Orkney Islands

Chambers's Encyclopaedia, Volume 7: Maltebrun to Pearson, p. 643

Orkney Islands, a group of ninety Scotch islands, islets, and skerries, of which only twenty-eight are inhabited, and which have an aggregate area of 376 sq. m., the largest being Pomona or Mainland (207 sq. m.), Hoy (53), Sanday (26), Westray, South Ronaldshay, Rousay, Stronsay, Eday, Shapinshay, Burray, Flotta, &c. They extend 50 miles north-north-eastward, and are separated from Caithness by the Pentland Firth, 6½ miles wide at the narrowest. With the exception only of Hoy (q.v.), which has fine cliffs, and in the Ward Hill attains 1564 feet, the scenery is generally tame, the surface low and treeless, with many fresh-water lochs.

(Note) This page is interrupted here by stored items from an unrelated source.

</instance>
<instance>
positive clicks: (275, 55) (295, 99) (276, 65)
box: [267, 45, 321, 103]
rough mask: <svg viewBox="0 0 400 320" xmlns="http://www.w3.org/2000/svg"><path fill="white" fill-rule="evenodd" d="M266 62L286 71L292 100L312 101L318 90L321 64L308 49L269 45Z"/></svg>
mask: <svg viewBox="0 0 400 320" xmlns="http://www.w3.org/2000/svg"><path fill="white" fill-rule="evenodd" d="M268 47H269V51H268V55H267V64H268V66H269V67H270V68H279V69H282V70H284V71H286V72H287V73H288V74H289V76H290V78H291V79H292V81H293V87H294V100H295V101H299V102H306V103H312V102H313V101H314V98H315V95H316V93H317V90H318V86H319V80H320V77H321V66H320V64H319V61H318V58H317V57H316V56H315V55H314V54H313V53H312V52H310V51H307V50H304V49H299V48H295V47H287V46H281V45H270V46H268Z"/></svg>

The prevailing formation is the Old Red Sandstone, with a small granitic district near Stromness; and the soil is mostly shallow, incumbent on peat or moss. The mean annual temperature is 45°, the rainfall 34.3 inches. The area under cultivation has more than doubled since 1850, but is still less than one-half of the total area. The live-stock during the same period has trebled. The holdings are small—16½ acres on an average; and agriculture and fishing are the principal industries. Kirkwall and Stromness, the only towns, are noticed separately, as also are the standing-stones of Stennis and the tumulus of Maeshowe. Orkney unites with Shetland to return one member to parliament, but it was dissevered therefrom as a county by the Local Government (Scotland) Act, 1889. Pop. (1801) 24,445; (1861) 32,395; (1891) 30,453. The Orkneys (Ptolemy's Orcades) were gradually wrested by Norse rovers from their Pictish inhabitants; and in 875 Harold Haarfager conquered both them and the Hebrides. They continued subject to the Scandinavian crown—under Norse jarls till 1231, and afterwards under the Earls of Angus and Stratherne and the Sinclairs—till in 1468 they were given to James III. of Scotland as a security for the dowry of his wife, Margaret of Denmark. They were never redeemed from this pledge; and in 1590, on James VI.'s marriage with the Danish princess Anne, Denmark formally resigned all claims to the sovereignty of the Orkneys. The present landed proprietors are chiefly of Scotch descent, the islanders generally of mixed Scandinavian and Scotch origin.

See J. R. Tudor's Orkneys and Shetland (1883); and Wallace's Description of the Isles of Orkney (new ed. 1834). For map, see SHETLAND.